1Division of Infectious Diseases and Global Health,Department of Pediatrics,University of California San Francisco,San Francisco,California.
2Division of Critical Care Medicine,Department of Anesthesiology,Perioperative and Pain Medicine,Boston Children's Hospital,Boston,Massachusetts.
Infect Control Hosp Epidemiol. 2017 Sep;38(9):1039-1047. doi: 10.1017/ice.2017.118. Epub 2017 Jul 31.
OBJECTIVE To evaluate interventions to reduce avoidable antibiotic use on pediatric oncology and hematopoietic stem cell transplantation (HSCT) services. DESIGN Interrupted time series. SETTING Academic pediatric hospital with separate oncology and HSCT services. PARTICIPANTS Children admitted to the services during baseline (October 2011-August 2013) and 2 intervention periods, September 2013-June 2015 and July 2015-June 2016, including 1,525 oncology hospitalizations and 301 HSCT hospitalizations. INTERVENTION In phase 1, we completed an update of the institutional febrile neutropenia (FN) guideline for the pediatric oncology service, recommending first-line β-lactam monotherapy rather than routine use of 2 gram-negative agents. Phase 2 included updating the HSCT service FN guideline and engagement with a new pediatric antimicrobial stewardship program. The use of target antibiotics (tobramycin and ciprofloxacin) was measured in days of therapy per 1,000 patient days collected from administrative data. Intervention effects were evaluated using interrupted time series with segmented regression. RESULTS Phase 1 had mixed effects-long-term reduction in tobramycin use (97% below projected at 18 months) but rebound with increasing slope in ciprofloxacin use (+18% per month). Following phase 2, tobramycin and ciprofloxacin use on the oncology service were both 99% below projected levels at 12 months. On the HSCT service, tobramycin use was 99% below the projected level and ciprofloxacin use was 96% below the projected level at 12 months. CONCLUSIONS Locally adapted guidelines can facilitate practice changes in oncology and HSCT settings. More comprehensive and ongoing interventions, including follow-up education, feedback, and engagement of companion services may be needed to sustain changes. Infect Control Hosp Epidemiol 2017;38:1039-1047.

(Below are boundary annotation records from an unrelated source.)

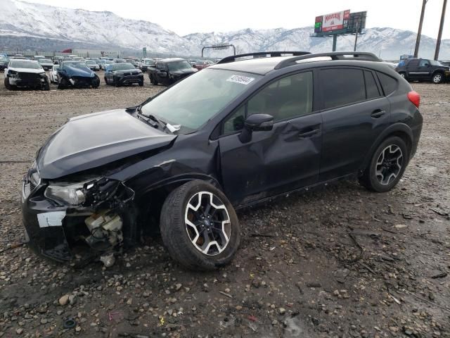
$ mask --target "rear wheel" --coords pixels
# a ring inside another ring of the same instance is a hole
[[[45,79],[45,82],[42,86],[42,89],[44,90],[50,90],[50,83],[49,83],[49,79]]]
[[[170,193],[161,210],[160,227],[172,258],[193,270],[228,264],[240,241],[238,216],[226,196],[200,180]]]
[[[68,80],[64,77],[61,77],[61,80],[59,81],[58,84],[58,89],[65,89],[68,87]]]
[[[433,83],[438,84],[442,82],[442,81],[444,81],[444,76],[442,76],[442,73],[437,73],[433,75],[432,81],[433,81]]]
[[[8,77],[5,77],[5,87],[8,90],[11,90],[13,89],[13,86],[9,83],[9,79]]]
[[[92,86],[92,88],[98,88],[100,86],[100,78],[97,75],[92,79],[91,85]]]
[[[385,192],[399,182],[409,161],[408,148],[398,137],[383,141],[372,156],[359,182],[376,192]]]

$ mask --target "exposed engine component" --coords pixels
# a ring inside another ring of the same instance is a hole
[[[91,235],[86,237],[86,242],[94,249],[104,250],[123,242],[122,218],[110,210],[91,215],[84,223],[91,232]]]

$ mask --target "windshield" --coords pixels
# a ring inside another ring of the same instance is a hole
[[[169,62],[167,63],[167,66],[169,67],[169,70],[172,71],[181,70],[186,68],[192,68],[192,65],[191,65],[191,63],[189,63],[186,60],[183,60],[181,61]]]
[[[126,70],[128,69],[136,69],[133,65],[128,63],[115,63],[110,66],[111,70]]]
[[[13,68],[30,68],[41,69],[42,67],[37,61],[22,61],[20,60],[11,61],[11,66]]]
[[[142,113],[173,125],[180,125],[181,132],[190,132],[204,125],[260,77],[206,68],[155,97],[142,106]]]

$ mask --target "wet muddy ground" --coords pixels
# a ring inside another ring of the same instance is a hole
[[[0,337],[450,337],[450,84],[413,87],[424,127],[394,190],[342,182],[240,211],[236,259],[200,273],[171,261],[158,237],[108,269],[8,249],[24,240],[20,180],[46,137],[68,118],[162,87],[0,83]]]

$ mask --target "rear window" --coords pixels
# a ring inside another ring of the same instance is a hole
[[[380,72],[377,72],[377,75],[385,96],[392,94],[397,89],[397,82],[394,77]]]
[[[380,96],[380,91],[377,82],[373,77],[372,72],[364,70],[364,79],[366,80],[366,94],[367,99],[375,99]]]
[[[326,109],[366,100],[362,70],[323,69],[320,72],[320,79],[323,108]]]

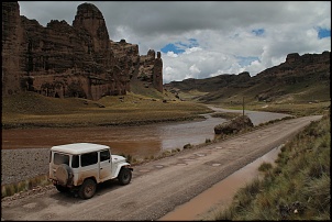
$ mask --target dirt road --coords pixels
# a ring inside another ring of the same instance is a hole
[[[287,142],[321,115],[291,119],[134,168],[128,186],[106,182],[81,200],[55,188],[3,199],[3,220],[157,220],[215,182]],[[215,193],[218,195],[218,193]]]

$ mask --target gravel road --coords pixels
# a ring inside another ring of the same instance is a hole
[[[52,186],[3,198],[2,220],[157,220],[273,148],[321,115],[277,122],[264,129],[186,149],[134,167],[131,184],[108,181],[89,200]],[[218,193],[215,193],[218,195]]]

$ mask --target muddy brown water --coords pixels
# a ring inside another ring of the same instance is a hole
[[[231,110],[213,108],[217,112]],[[242,111],[232,111],[242,112]],[[254,125],[286,114],[245,111]],[[214,138],[214,126],[226,120],[211,118],[192,122],[158,123],[142,126],[97,126],[73,129],[12,129],[2,130],[2,148],[51,148],[67,143],[98,143],[109,145],[113,154],[130,154],[136,158],[157,156],[166,149],[198,145]]]
[[[230,111],[218,108],[214,110]],[[287,114],[254,111],[246,111],[245,114],[251,118],[254,125],[287,116]],[[89,142],[109,145],[117,154],[150,157],[165,149],[182,148],[188,143],[201,144],[207,138],[213,140],[214,126],[226,120],[211,118],[209,114],[204,116],[207,119],[203,121],[142,126],[2,130],[2,148],[51,148],[54,145]],[[211,215],[218,212],[217,209],[230,204],[235,191],[258,175],[258,164],[276,158],[277,152],[278,148],[273,149],[159,220],[214,220]]]

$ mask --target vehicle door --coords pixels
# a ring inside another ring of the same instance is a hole
[[[103,149],[99,153],[99,179],[106,181],[112,178],[112,162],[110,149]]]

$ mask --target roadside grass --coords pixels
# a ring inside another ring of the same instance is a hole
[[[242,104],[230,104],[230,103],[220,103],[218,107],[231,110],[242,110]],[[264,112],[277,112],[285,113],[295,116],[306,116],[306,115],[316,115],[316,114],[327,114],[330,111],[331,101],[321,101],[321,102],[283,102],[283,103],[269,103],[269,102],[251,102],[245,103],[245,110],[253,111],[264,111]]]
[[[288,142],[276,167],[240,189],[214,220],[330,220],[330,114],[310,123]]]
[[[40,175],[34,178],[25,179],[19,182],[1,185],[1,198],[13,196],[18,192],[32,190],[35,187],[51,185],[47,175]]]

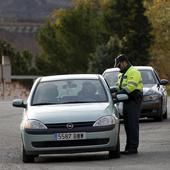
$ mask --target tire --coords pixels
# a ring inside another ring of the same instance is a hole
[[[22,161],[24,163],[33,163],[34,162],[34,158],[36,156],[37,155],[28,155],[28,154],[26,154],[25,148],[23,146],[23,149],[22,149]]]
[[[109,151],[109,159],[120,158],[120,139],[118,137],[117,146],[115,151]]]

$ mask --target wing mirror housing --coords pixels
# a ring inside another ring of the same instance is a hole
[[[27,105],[24,103],[23,99],[15,99],[15,100],[13,100],[12,105],[14,107],[22,107],[22,108],[27,107]]]
[[[160,85],[167,85],[168,84],[168,80],[167,79],[162,79],[160,81]]]
[[[124,102],[126,100],[128,100],[128,95],[127,94],[117,94],[116,95],[116,98],[113,99],[113,101],[115,103],[118,103],[118,102]]]

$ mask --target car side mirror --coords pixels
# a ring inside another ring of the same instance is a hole
[[[127,94],[117,94],[116,95],[116,98],[114,98],[114,102],[117,103],[117,102],[123,102],[123,101],[126,101],[128,100],[128,95]]]
[[[24,103],[23,99],[15,99],[15,100],[13,100],[12,105],[14,107],[23,107],[23,108],[27,107],[27,105]]]
[[[168,84],[168,80],[166,80],[166,79],[162,79],[160,81],[160,85],[167,85],[167,84]]]
[[[117,92],[117,88],[115,86],[110,87],[110,92],[111,93]]]

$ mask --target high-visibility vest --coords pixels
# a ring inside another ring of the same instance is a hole
[[[140,71],[130,66],[125,74],[119,73],[117,88],[118,91],[124,89],[128,94],[132,93],[134,90],[142,92],[143,83]]]

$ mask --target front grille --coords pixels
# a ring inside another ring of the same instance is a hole
[[[70,141],[43,141],[43,142],[32,142],[32,146],[36,148],[71,147],[71,146],[103,145],[103,144],[107,144],[108,142],[109,142],[109,138],[70,140]]]
[[[95,122],[73,122],[74,128],[78,127],[92,127]],[[46,124],[48,129],[63,129],[67,128],[68,123]]]

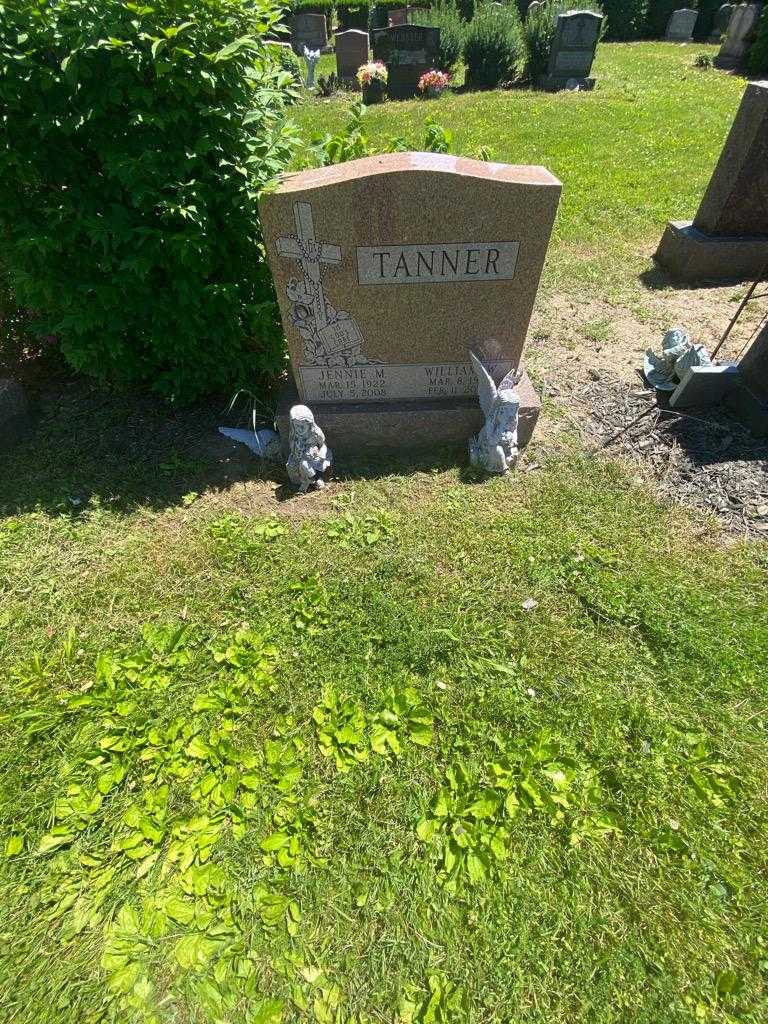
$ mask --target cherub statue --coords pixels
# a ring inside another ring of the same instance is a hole
[[[517,447],[517,416],[520,397],[514,389],[514,374],[508,374],[499,387],[474,352],[469,353],[477,377],[477,395],[485,416],[485,426],[469,441],[469,460],[487,473],[506,473],[514,468]]]
[[[660,355],[656,355],[651,348],[646,351],[643,373],[651,387],[659,391],[674,391],[686,370],[711,365],[712,359],[703,345],[694,345],[687,331],[675,327],[665,334]]]
[[[314,422],[311,409],[294,406],[289,414],[289,455],[286,469],[291,483],[300,494],[311,486],[321,489],[326,481],[323,474],[331,465],[333,456],[326,444],[326,435]]]

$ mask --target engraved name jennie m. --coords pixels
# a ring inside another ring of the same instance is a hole
[[[519,250],[519,242],[358,246],[357,281],[360,285],[511,281]]]

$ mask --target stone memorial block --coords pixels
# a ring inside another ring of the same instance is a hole
[[[543,167],[396,153],[286,175],[262,198],[298,397],[334,451],[464,445],[479,429],[469,352],[496,383],[520,366],[560,187]],[[524,443],[539,406],[520,389]]]
[[[725,403],[756,437],[768,435],[768,327],[739,359],[738,380]]]
[[[768,265],[768,81],[746,86],[696,216],[667,225],[655,259],[683,281],[754,281]]]
[[[440,49],[440,30],[423,25],[397,25],[376,29],[374,56],[387,66],[387,92],[391,99],[416,95],[419,79],[434,68]]]
[[[741,3],[734,7],[728,22],[728,35],[715,57],[718,68],[738,68],[752,45],[763,10],[759,3]]]
[[[682,7],[674,10],[667,23],[667,34],[665,39],[668,43],[691,43],[693,42],[693,29],[698,17],[697,10],[690,10]]]
[[[589,10],[558,14],[547,74],[538,83],[541,88],[564,89],[569,79],[577,79],[583,88],[594,86],[590,72],[602,23],[599,14]]]
[[[297,11],[291,27],[291,45],[299,56],[304,55],[305,46],[309,50],[324,50],[328,46],[326,15]]]
[[[708,43],[722,42],[723,36],[728,32],[728,23],[731,19],[731,14],[735,9],[736,5],[734,3],[724,3],[722,7],[718,8],[710,38],[707,40]]]
[[[336,74],[340,82],[357,87],[355,75],[368,60],[368,33],[348,29],[336,33]]]

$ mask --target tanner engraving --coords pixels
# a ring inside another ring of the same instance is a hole
[[[511,281],[519,250],[519,242],[358,246],[357,280],[360,285]]]
[[[278,239],[281,256],[294,259],[303,278],[291,278],[286,287],[291,300],[291,323],[304,340],[304,358],[315,366],[355,366],[371,360],[362,354],[362,335],[344,309],[335,309],[326,298],[321,268],[339,266],[339,246],[314,238],[312,208],[295,203],[296,234]]]

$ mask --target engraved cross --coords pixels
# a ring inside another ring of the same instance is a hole
[[[341,263],[341,249],[326,242],[317,242],[314,238],[312,208],[308,203],[294,203],[293,217],[296,223],[296,236],[278,239],[278,252],[281,256],[295,259],[304,271],[304,275],[314,286],[314,315],[317,329],[322,330],[328,324],[326,296],[321,280],[323,263],[338,266]]]

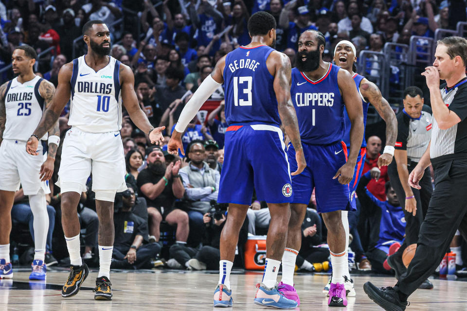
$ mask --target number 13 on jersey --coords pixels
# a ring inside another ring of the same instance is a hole
[[[235,106],[251,106],[251,83],[253,77],[234,77],[234,104]],[[243,93],[247,94],[248,99],[238,98],[238,88],[241,86]]]

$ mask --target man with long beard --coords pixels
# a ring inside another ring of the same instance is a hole
[[[347,298],[344,283],[350,280],[343,277],[348,263],[341,211],[355,209],[348,183],[363,139],[363,111],[350,74],[323,60],[325,44],[324,35],[319,31],[302,34],[296,67],[292,69],[290,95],[297,111],[307,166],[300,175],[292,176],[294,198],[279,287],[286,297],[299,303],[293,287],[293,273],[301,244],[301,226],[316,187],[317,209],[322,213],[327,227],[333,269],[328,305],[344,307]],[[352,124],[348,154],[342,141],[344,108]],[[289,145],[287,154],[292,171],[297,168],[295,153],[294,147]]]
[[[112,299],[110,277],[115,229],[115,193],[126,190],[125,159],[120,137],[122,103],[133,123],[148,134],[152,143],[162,143],[161,131],[154,128],[141,110],[134,88],[134,76],[128,66],[108,56],[110,32],[101,20],[90,20],[83,27],[88,53],[63,65],[52,102],[26,145],[30,155],[38,156],[37,143],[58,120],[67,102],[71,114],[63,142],[57,185],[61,193],[62,224],[70,254],[71,271],[62,289],[63,297],[78,293],[89,270],[80,254],[79,221],[76,207],[92,172],[99,216],[99,271],[94,299]]]

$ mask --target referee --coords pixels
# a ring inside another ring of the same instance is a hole
[[[368,296],[385,310],[403,311],[407,297],[434,272],[458,227],[467,237],[467,40],[458,36],[438,41],[433,66],[426,78],[433,109],[430,147],[409,176],[419,181],[430,160],[434,169],[434,190],[422,224],[415,256],[395,286],[363,285]],[[439,80],[446,83],[439,87]],[[441,89],[440,89],[441,88]]]
[[[416,86],[409,86],[404,91],[404,109],[397,114],[397,138],[393,161],[388,167],[391,184],[395,191],[400,206],[404,207],[406,221],[405,239],[399,250],[388,258],[388,264],[395,271],[397,279],[407,270],[402,262],[402,254],[407,247],[418,241],[420,227],[427,214],[433,188],[430,169],[425,170],[419,184],[421,189],[409,184],[409,174],[415,168],[426,151],[431,136],[431,110],[423,105],[423,93]],[[426,110],[426,111],[424,111]],[[426,280],[419,287],[433,288]]]

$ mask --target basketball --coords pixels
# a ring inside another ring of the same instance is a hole
[[[410,262],[412,261],[413,256],[415,255],[415,251],[417,249],[416,244],[411,244],[407,246],[407,248],[404,250],[404,253],[402,254],[402,262],[404,265],[407,268],[409,266]]]

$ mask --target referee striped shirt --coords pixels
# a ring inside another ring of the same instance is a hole
[[[467,156],[467,78],[451,87],[448,87],[446,83],[441,86],[443,101],[459,116],[461,121],[441,130],[433,116],[430,155],[431,161],[435,162]]]

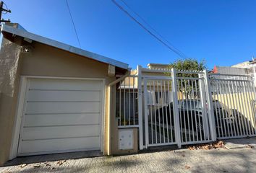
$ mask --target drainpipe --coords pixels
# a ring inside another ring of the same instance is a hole
[[[112,81],[108,84],[108,131],[107,133],[107,138],[108,138],[108,143],[107,143],[107,155],[110,155],[110,141],[111,141],[111,86],[114,84],[116,84],[118,82],[121,81],[121,80],[124,79],[126,77],[127,77],[129,75],[131,74],[131,68],[128,68],[128,71],[121,77],[119,78],[118,79]]]

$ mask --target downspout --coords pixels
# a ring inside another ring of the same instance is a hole
[[[110,145],[110,141],[111,141],[111,86],[114,84],[116,84],[118,82],[122,81],[126,77],[127,77],[129,75],[131,74],[131,68],[128,69],[128,71],[121,77],[119,78],[118,79],[112,81],[108,84],[108,131],[107,134],[107,155],[110,155],[110,148],[111,148],[111,145]]]

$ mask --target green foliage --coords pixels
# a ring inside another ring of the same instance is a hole
[[[202,71],[207,69],[205,60],[199,61],[193,58],[178,59],[174,63],[170,63],[168,67],[169,68],[174,68],[178,71]]]
[[[172,68],[176,68],[177,71],[202,71],[207,70],[207,66],[205,65],[205,61],[197,61],[193,58],[187,58],[187,59],[178,59],[172,63],[170,63],[168,68],[171,69]],[[167,75],[171,76],[170,73],[168,73]],[[197,74],[182,74],[177,73],[177,77],[193,77],[197,78]],[[195,93],[192,92],[192,87],[194,91],[195,89],[199,89],[198,82],[196,83],[195,81],[189,80],[178,80],[179,90],[182,92],[186,97],[193,97]],[[185,89],[185,86],[187,89]]]

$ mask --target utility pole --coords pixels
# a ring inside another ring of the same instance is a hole
[[[4,19],[1,18],[1,14],[3,13],[3,12],[5,12],[6,13],[9,12],[11,13],[11,10],[7,9],[4,9],[4,2],[1,1],[0,2],[0,24],[1,22],[10,22],[11,21],[9,19],[5,20]]]

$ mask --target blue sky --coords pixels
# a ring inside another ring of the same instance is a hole
[[[31,32],[79,47],[65,0],[4,1],[12,12],[4,18]],[[209,68],[256,56],[255,0],[125,1],[188,57],[205,59]],[[69,4],[82,49],[132,68],[179,58],[111,0],[69,0]]]

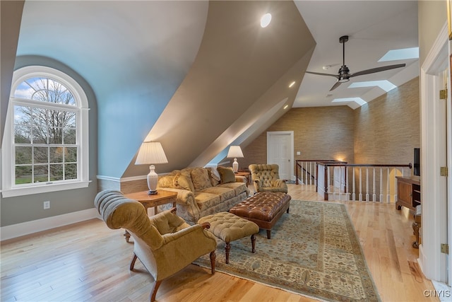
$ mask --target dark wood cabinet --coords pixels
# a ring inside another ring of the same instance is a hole
[[[397,201],[396,209],[400,210],[402,206],[415,211],[416,206],[421,204],[420,178],[397,177]]]

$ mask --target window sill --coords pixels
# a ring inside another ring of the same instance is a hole
[[[88,187],[91,181],[79,181],[69,183],[46,185],[42,186],[20,187],[4,190],[1,191],[3,198],[14,197],[16,196],[30,195],[32,194],[48,193],[50,192],[65,191],[66,190],[81,189]]]

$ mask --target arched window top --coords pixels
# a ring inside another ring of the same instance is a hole
[[[56,104],[76,105],[73,95],[64,84],[49,77],[31,77],[19,83],[16,98],[49,102]]]
[[[58,69],[44,66],[22,67],[14,71],[12,83],[11,98],[88,108],[82,87]]]
[[[86,187],[88,102],[81,85],[51,67],[13,74],[1,152],[4,197]]]

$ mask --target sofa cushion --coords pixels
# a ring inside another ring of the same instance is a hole
[[[191,177],[190,174],[186,173],[179,173],[174,176],[174,187],[177,189],[188,190],[195,192],[195,188],[191,182]]]
[[[217,186],[218,187],[227,187],[229,189],[234,190],[236,195],[242,193],[242,192],[246,192],[248,187],[246,185],[244,182],[227,182],[227,183],[222,183]]]
[[[201,191],[204,188],[212,187],[209,174],[204,168],[195,168],[190,172],[191,182],[195,188],[195,192]]]
[[[218,186],[206,187],[201,192],[218,195],[220,196],[220,201],[222,202],[235,196],[235,191],[234,189]]]
[[[221,178],[221,183],[235,182],[235,173],[232,168],[218,167],[217,170]]]
[[[199,207],[199,209],[201,211],[215,207],[221,202],[219,195],[203,192],[198,192],[195,193],[195,201],[196,202],[196,204],[198,204],[198,207]]]

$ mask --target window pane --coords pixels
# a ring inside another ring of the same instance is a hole
[[[14,106],[14,142],[30,144],[31,142],[31,108]]]
[[[77,179],[77,164],[66,163],[64,165],[64,178],[66,180]]]
[[[50,161],[49,163],[63,162],[63,147],[50,147]]]
[[[75,128],[77,127],[77,123],[76,122],[76,112],[71,112],[70,111],[66,111],[66,116],[64,119],[64,127]]]
[[[50,165],[50,180],[63,180],[63,164]]]
[[[31,164],[32,147],[16,147],[16,164]]]
[[[33,144],[47,144],[49,137],[47,110],[43,108],[32,110]]]
[[[18,165],[16,167],[16,185],[31,183],[31,165]]]
[[[77,162],[77,148],[66,147],[64,151],[65,163],[76,163]]]
[[[63,144],[63,129],[59,127],[49,128],[49,144]]]
[[[77,143],[76,131],[74,128],[64,128],[64,141],[66,145],[75,145]]]
[[[35,165],[35,182],[47,182],[49,181],[49,168],[47,165]]]
[[[33,158],[35,163],[49,163],[49,147],[34,147]]]

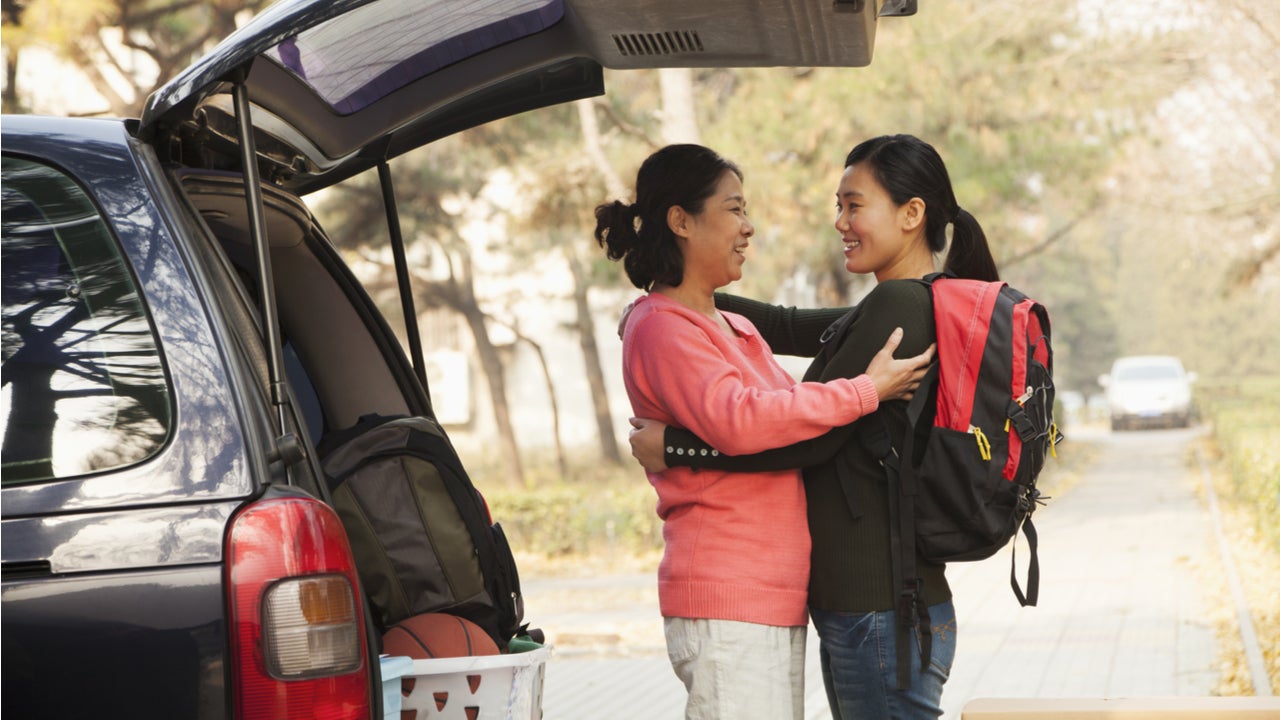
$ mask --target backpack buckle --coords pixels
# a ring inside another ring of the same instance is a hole
[[[1030,415],[1018,402],[1009,404],[1009,423],[1012,425],[1014,432],[1018,433],[1018,437],[1023,438],[1023,442],[1030,442],[1036,437],[1036,423],[1032,421]]]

评估干预措施以减少儿科肿瘤学和造血干细胞移植(HSCT)服务中可避免的抗生素使用。
中断时间序列。
设有独立肿瘤学和 HSCT 服务的学术儿科医院。
在基线(2011 年 10 月至 2013 年 8 月)和 2 个干预期间(2013 年 9 月至 2015 年 6 月和 2015 年 7 月至 2016 年 6 月)入住服务的儿童,包括 1525 例肿瘤学住院患者和 301 例 HSCT 住院患者。
在第 1 阶段,我们更新了儿科肿瘤学服务的机构发热性中性粒细胞减少症(FN)指南,建议一线使用β-内酰胺单药治疗,而不是常规使用 2 种革兰氏阴性药物。第 2 阶段包括更新 HSCT 服务 FN 指南和参与新的儿科抗菌药物管理计划。从行政数据中收集的每 1000 名患者天的治疗天数来衡量目标抗生素(妥布霉素和环丙沙星)的使用。使用中断时间序列和分段回归评估干预效果。
第 1 阶段的效果混合,妥布霉素使用的长期减少(18 个月时降低 97%),但环丙沙星使用的斜率增加(每月增加 18%)。第 2 阶段后,肿瘤学服务中妥布霉素和环丙沙星的使用均在 12 个月时降低 99%,低于预期水平。在 HSCT 服务中,妥布霉素的使用降低了 99%,环丙沙星的使用降低了 96%,低于预期水平。
当地调整的指南可以促进肿瘤学和 HSCT 环境中的实践改变。可能需要更全面和持续的干预措施,包括后续教育、反馈和参与配套服务,以维持这些变化。感染控制与医院流行病学 2017;38:1039-1047。